Training classifiers with natural language explanations Hancock et al., ACL’18
We looked at Snorkel earlier this week, which demonstrates that maybe AI isn’t going to take over all of our programming jobs. Instead, we’ll be writing labelling functions to feed the machine! Perhaps we could call this task label engineering. To me, it feels a bit like programming a quick-and-dirty expert system, where the downstream generative model deals with all the inaccuracies and inconsistencies so that we don’t have to be perfect, just useful. Given the success of the approach, a natural question to ask is how we can enable end users to more easily create useful labelling functions in their domain. This is where BabbleLabble comes in!

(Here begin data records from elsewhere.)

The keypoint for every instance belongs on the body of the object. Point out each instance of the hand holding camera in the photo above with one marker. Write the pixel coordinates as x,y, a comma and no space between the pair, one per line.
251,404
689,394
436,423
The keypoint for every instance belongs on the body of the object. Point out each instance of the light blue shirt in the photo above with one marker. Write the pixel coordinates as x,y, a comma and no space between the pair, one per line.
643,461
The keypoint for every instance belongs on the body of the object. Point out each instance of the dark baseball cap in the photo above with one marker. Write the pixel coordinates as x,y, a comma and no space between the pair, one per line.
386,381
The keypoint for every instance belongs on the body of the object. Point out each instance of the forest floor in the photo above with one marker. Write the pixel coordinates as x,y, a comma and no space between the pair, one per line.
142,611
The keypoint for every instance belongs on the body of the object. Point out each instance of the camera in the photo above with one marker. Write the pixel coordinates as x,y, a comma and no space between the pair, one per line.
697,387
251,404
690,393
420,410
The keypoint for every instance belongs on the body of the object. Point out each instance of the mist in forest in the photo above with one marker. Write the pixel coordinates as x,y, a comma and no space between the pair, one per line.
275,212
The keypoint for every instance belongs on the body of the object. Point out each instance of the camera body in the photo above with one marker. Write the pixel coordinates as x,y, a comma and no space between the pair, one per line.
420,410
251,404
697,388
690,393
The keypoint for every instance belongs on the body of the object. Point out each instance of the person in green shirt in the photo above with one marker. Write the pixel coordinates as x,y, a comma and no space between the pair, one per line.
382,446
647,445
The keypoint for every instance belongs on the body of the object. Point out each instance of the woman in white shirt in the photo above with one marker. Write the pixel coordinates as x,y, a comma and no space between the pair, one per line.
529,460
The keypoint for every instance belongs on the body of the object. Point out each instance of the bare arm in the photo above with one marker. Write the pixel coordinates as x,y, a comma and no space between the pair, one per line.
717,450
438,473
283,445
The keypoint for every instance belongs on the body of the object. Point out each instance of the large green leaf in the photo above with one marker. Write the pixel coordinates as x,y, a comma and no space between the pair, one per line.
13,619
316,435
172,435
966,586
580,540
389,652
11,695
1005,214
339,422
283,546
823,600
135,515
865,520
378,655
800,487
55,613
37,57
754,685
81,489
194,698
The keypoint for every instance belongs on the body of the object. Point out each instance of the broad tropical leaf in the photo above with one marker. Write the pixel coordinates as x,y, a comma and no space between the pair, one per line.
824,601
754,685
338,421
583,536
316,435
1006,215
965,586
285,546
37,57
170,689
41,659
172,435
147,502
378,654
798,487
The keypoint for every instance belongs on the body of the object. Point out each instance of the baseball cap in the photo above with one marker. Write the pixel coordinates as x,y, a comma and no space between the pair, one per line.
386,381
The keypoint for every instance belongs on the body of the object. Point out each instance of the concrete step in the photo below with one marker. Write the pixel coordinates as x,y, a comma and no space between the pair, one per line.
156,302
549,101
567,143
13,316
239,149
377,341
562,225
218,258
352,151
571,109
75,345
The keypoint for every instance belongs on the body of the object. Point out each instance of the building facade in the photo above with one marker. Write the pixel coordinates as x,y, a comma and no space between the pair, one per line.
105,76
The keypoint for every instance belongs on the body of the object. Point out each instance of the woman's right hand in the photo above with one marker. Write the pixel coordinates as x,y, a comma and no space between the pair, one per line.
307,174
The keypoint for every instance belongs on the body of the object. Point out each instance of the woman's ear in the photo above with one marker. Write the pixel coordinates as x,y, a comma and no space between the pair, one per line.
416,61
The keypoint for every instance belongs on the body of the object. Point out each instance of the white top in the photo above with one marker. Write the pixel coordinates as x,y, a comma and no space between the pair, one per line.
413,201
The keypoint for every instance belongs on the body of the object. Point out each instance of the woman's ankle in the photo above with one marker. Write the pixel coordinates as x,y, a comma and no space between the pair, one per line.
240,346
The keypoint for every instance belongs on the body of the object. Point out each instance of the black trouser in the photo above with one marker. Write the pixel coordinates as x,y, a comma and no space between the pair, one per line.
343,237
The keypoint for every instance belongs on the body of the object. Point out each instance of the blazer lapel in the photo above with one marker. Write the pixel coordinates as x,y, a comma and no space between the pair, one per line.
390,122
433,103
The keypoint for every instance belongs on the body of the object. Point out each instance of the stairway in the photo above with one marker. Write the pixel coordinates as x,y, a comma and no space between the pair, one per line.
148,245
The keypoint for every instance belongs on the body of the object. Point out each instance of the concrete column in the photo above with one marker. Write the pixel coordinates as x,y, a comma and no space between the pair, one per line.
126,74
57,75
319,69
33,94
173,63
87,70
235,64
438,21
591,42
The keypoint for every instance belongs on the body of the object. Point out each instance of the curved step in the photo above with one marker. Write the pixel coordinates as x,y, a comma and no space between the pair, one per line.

In this work, we propose BabbleLabble, a framework for training classifiers in which an annotator provides a natural language explanation for each labeling decision. A semantic parser converts these explanations into programmatic labeling functions that generate noisy labels for an arbitrary amount of unlabeled data, which is used to train a classifier.
So much for those programming jobs ! 😉
Working with BabbleLabble, it takes users about twice as long per example to provide a label plus an explanation as it does just to label an example. (The user has to do the work of figuring out the rationale in both cases). By automatically distilling a set of labelling functions from the explanations though (we’ll get to how that bit works shortly), the end result is that on three tasks users were able to train classifiers with comparable F1 scores from 5-100x faster.
If you combine BabbleLabble with Snorkel and the advances in machine learning models, you can start to see a new end-to-end approach for the rapid creation of intelligent systems. It starts with domain knowledge capture systems, of which simply labelling an example by hand is the simplest example. Snorkel and BabbleLabble show us that we can do so much more here to capture and exploit available domain knowledge. Domain knowledge capture systems assist in the task of label engineering, and their output is a set of labelling functions. A probabilistic label generator intelligently combines the labelling functions to create a set of probabilistic labels (data programming), and finally we bolt on the end the supervised machine learning model of our choice and train it using the generated labels.
What ties all this together is that via the wonders of data programming, the labelling functions don’t have to be perfect. It’s a much lower bar to write/generate a useful labelling function than it is to create one with very high accuracy and coverage.
Don’t lose the rationale
When we ask a human annotator to provide a label for an example, we up with limited information (one bit, in the case of binary classification).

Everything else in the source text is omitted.